I think it's a delayed development reaction to Amazon Alexa from 4 years ago. Alexa came out, voice assistants were everywhere. Someone wanted to cash in on the hype but consumer product development takes a really long time.
So product is finally finished (mobile Alexa) and they label it AI to hype it as well as make it work without the hard work of parsing wikipedia for good answers.
Alexa is a fundamentally different architecture from the LLMs of today. There is no way that anyone with even a basic understanding of modern computing would say something like this.
Which is why I explicitly said they used AI (LLM) instead of the harder to implement but more accurate Alexa method.
Maybe actually read the entire post before being an ass.
Alexa and Google home came out nearly a decade ago
I have now heard of my first "ai box". I'm on Lemmy most days. Not sure how it's an epidemic...
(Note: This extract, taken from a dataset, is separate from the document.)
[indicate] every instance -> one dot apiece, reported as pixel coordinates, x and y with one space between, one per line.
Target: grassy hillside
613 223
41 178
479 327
I haven't seen much of them here, but I use other media too. E.g, not long ago there was a lot of coverage about the "Humane AI Pin", which was utter garbage and even more expensive.
I just started diving into the space from a localized point yesterday. And I can say that there are definitely problems with garbage spewing, but some of these models are getting really really good at really specific things.
A biomedical model I saw seemed lauded for it's consistency in pulling relevant data from medical notes for the sake of patient care instructions, important risk factors, fall risk level etc.
So although I agree they're still giving well phrased garbage for big general cases (and GPT4 seems to be much more 'savvy'), the specific use cases are getting much better and I'm stoked to see how that continues.